49. To buttress her argument further counsel cited another writer Cyril John Polson in “The Essential of Forensic Medicine, Third Edition at page 550 – 552” thus:

“he noted that the pathologist report should include detailed account of all bruises present, with special reference to size, position and probable age. Bruises of the forehead can occur because the child was often bumping his head, bruising of the arm can result from grip applied in the course of legitimate restraint or attempt to prevent a fall. Bruising in the ankle may be due to gripping. It is also important to remember that children bruise more readily than adults”

“Sub-Dural haemorrhage are either acute or chronic. As said in Polson and Gee, The Essential Forensic Medicine, 3rd edition page 176-178. They said the majority acute haemorrhage are as a result of head injury and are traumatic. Chronic haemorrhage are sometimes found but chance at the post – mortem examination of alcoholic subjects and mental patients and in circumstances where there is no record of any head injury. It leave the probability of trauma open as the causes of haemorrhages. Trauma can be by fall, hit or several blunt force”

50. Ms Onunga in her submissions regarding the doctor’s testimony on the injuries found on the deceased urged that the evidence of PW6 was clear. Learned Prosecution Counsel urged that the doctor’s evidence was that the deceased suffered massive injuries whose features were suggestive of battering.  That the doctor had stated that some of the injuries were fresh and open while others were old and healing and were spread all over the body indicative of having been caused at different occasions.

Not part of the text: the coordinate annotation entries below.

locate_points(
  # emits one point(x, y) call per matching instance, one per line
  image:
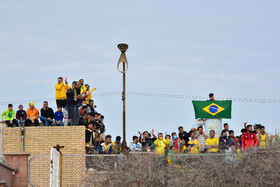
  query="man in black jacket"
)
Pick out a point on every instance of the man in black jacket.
point(47, 114)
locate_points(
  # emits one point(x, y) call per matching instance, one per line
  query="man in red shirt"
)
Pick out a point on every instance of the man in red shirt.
point(249, 139)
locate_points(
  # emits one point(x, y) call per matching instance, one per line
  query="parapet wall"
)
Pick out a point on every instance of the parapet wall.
point(39, 140)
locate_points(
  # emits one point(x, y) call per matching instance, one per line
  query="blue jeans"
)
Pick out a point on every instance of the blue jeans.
point(23, 123)
point(45, 121)
point(61, 123)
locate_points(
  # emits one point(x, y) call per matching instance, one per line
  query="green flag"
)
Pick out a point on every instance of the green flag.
point(212, 109)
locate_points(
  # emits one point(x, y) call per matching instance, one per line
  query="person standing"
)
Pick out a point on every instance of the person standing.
point(263, 138)
point(60, 92)
point(183, 134)
point(116, 146)
point(75, 100)
point(212, 143)
point(32, 115)
point(195, 144)
point(226, 128)
point(47, 114)
point(249, 139)
point(175, 143)
point(201, 137)
point(135, 146)
point(224, 142)
point(21, 116)
point(161, 144)
point(82, 87)
point(58, 117)
point(8, 116)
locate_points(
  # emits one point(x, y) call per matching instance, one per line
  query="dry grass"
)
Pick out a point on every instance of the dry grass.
point(255, 168)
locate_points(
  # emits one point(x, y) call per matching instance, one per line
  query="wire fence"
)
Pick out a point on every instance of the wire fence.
point(252, 168)
point(157, 95)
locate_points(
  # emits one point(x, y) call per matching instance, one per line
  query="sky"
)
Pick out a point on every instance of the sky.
point(230, 48)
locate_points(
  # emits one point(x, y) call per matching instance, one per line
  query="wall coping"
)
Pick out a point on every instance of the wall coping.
point(17, 154)
point(8, 167)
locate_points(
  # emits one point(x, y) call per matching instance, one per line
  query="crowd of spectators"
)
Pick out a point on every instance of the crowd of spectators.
point(196, 141)
point(76, 107)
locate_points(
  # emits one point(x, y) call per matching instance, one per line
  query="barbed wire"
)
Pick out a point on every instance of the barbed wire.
point(149, 94)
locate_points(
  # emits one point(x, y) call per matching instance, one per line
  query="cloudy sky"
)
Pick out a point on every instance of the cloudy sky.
point(230, 48)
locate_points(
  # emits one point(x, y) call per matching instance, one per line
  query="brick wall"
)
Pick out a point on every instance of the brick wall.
point(39, 140)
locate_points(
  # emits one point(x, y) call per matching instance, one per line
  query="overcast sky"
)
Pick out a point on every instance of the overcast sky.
point(230, 48)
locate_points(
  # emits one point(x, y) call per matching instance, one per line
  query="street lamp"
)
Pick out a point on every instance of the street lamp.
point(123, 47)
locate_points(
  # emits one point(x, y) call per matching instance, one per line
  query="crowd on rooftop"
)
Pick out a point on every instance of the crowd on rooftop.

51. The two texts cited by Ms. Ocholla Learned Defence Counsel are persuasive to this court. The citation from Harvey Wallace suggests that injuries as a clued may be self-inflicted consistent with normal childhood activities and he gives examples of such injuries as injuries on the front position of the arm, legs and face and bruises over bony prominence such as the knees, anterior tibia and forehead.

52. I have no issue with the writer’s suggestions.  It is however very clear that the injuries that were found on the deceased included injuries to the sides of the hands, chest and legs and over the entire scalp, and such hidden areas as the genitalia.  There was also injury to the entire scalp, covering of the head with extensive bleeding all over the scalp and over the brain.

53. The writer’s argument therefore does not compare with injuries found on the deceased in this case.  The argument is thus inapplicable to this case.

54. The text by Polson suggests that a pathologists report should include detailed account of all bruises present with special reference to size, position and probable age. PW6 report was very detailed in my view to a fault she set out all the injuries with their sizes, locations and also in evidence gave the probable age.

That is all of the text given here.